In such a busy society, it’s easy to forget about yourself. You are so focused on making sure your parents are okay that you neither have the time to catch up with friends or get a full eight hours of sleep. It’s important to think about yourself because you cannot give what you don’t have. This means you cannot provide the care and love your aging parents seek if you don’t have them for yourself.

Find a Primary Caregiver

You cannot be your parents’ primary caregiver if you have a family of your own and a career to take care of. While your parents can live with you, it’s easier to find a home care service for them. The primary caregiver will be the one to care for their everyday needs such as medication, bath time, and exercise. Your role as their child is to spend time with them, talk with them, and share with them your life and even family. If you eliminate the stress of having to physically care for them at home, you will be more emotionally and mentally prepared for their needs.

Talk to Them About Living Your Life

Do not hide from them if you want to meet with friends. Don’t lie about needing to go to work at 10 in the evening when you’re really going for a drink. The worst thing you can do is hide to your parents about wanting to live your own life. It means you’re thinking they want to tie you to their needs. They only want the best for you, so it’s okay to show them you’re having fun, too. That’s what they would want anyway. As long as they have someone who would help them at home, it should be okay for you to pursue your career and hang out with friends.

person crossing her hands

Take Care of Yourself

Your parents don’t want you to not take care of yourself. Show them you are eating right and exercising regularly. That will even inspire them to do the same. You can take them out for a jog. That could be your bonding time with them. Take them to the public park. They can soak up the rays of the sun while you jog for a few minutes. It’s important to spend time with nature when you’re under a lot of stress. The same can be said about your elderly parents.
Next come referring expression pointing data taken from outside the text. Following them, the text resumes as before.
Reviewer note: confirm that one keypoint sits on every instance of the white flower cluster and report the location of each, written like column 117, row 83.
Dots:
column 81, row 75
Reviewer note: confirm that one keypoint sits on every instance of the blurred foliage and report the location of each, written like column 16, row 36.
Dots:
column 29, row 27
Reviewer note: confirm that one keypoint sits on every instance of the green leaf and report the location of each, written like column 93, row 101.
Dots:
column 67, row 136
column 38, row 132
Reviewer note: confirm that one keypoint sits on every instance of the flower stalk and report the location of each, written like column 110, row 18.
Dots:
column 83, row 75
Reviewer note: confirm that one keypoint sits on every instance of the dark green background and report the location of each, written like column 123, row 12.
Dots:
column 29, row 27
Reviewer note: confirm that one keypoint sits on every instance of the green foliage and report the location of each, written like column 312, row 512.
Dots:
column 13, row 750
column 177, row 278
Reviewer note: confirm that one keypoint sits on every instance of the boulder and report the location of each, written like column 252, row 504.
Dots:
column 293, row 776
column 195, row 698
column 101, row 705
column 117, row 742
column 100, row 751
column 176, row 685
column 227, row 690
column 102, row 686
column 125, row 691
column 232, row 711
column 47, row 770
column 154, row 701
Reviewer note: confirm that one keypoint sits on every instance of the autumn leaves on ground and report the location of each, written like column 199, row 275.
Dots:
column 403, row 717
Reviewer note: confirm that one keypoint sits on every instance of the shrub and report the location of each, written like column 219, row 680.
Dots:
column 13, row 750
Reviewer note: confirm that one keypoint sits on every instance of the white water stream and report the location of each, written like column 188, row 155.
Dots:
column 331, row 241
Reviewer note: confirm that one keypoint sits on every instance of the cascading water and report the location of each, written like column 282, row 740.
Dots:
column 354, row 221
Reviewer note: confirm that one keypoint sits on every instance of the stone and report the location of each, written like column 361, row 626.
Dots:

Accept Help from Family and Friends

Friends and relatives will be worried about you, too. Accept the care and love you receive. If they offer to look over your parents so you can get a haircut or a massage, do not hesitate to accept the help. If you need help, reach out and allow them to take over your responsibilities for a day. Even your parents will want you to take a day off from all the work that taking care of them entails.

Introduce Them to Activities

Look, you need to understand that your elderly parents have their own activities as well. Even if they are in their senior years, they may still want to meet with their friends. They may even want to take some classes such as ballroom dancing, Zumba, and other activities that they can still do. Don’t hinder them because you think these activities will weaken them. Not doing anything at home will bore the elders. They may sink into depression. Talk to their doctors about the kind of activities they may do while at their age.

You are still your own person despite needing to care for elderly parents. That shouldn’t stop you from living your life or hitting the pause in your career. A lot of people do that and end up resenting themselves and their parents. Don’t be like that. Focus on yourself as much as you focus on your parents’ health and well-being.